\def\gauss{e^{t^2 \over 2\sigma^2}}
Entropy is the (logarithm of the) number of states of a system for
which some \emph{macroscopic} measure is left invariant. The logarithm
is there just so we can add entropies, instead of multiplying the
number of possible states.
% weighted sum?
For example take 100 coins. If we describe the \emph{macrostate} by
the number of heads, states with high entropy are those around 50, for
which there are a huge number of possible \emph{microstates} leading
to the same measure. States around 0 and 100 are low entropy, since
there are only few possible such arrangements.
Note that the definition of entropy depends on which measure(s) we
are using to describe a macrostate.
Quick, some airplane notes.
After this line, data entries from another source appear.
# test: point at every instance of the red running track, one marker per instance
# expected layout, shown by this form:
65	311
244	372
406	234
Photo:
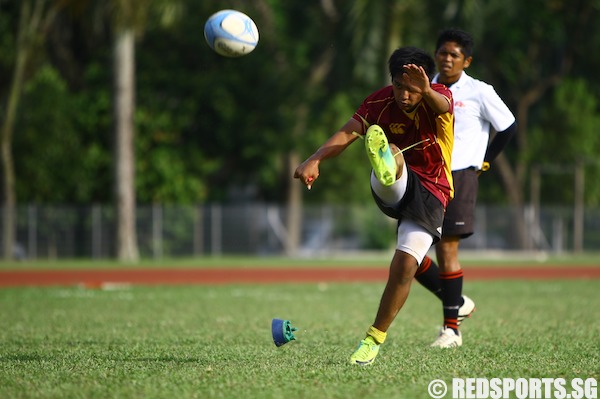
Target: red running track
98	277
Maximum entropy distribution for the
interval $[0,1]$. Suppose the solution is $p(x) = 1$. The entropy is
then given as $H_p = \int_0^1 1 \log 1 = 0$. We take another
distribution $q(x) = 1 + \epsilon q'(x)$ with $\int_0^1 q'(x) = 0$.
Using the linear approximation $\log(x) \approx 1 + x$, the linear
approximation of the entropy is $H_q \approx - \int_0^1 (1 + \epsilon
q'(x)) \epsilon q'(x) = - \int_0^1 \epsilon^2 q'(x)^2$, which is
always less than $0$, so $p(x)$ has maximal entropy.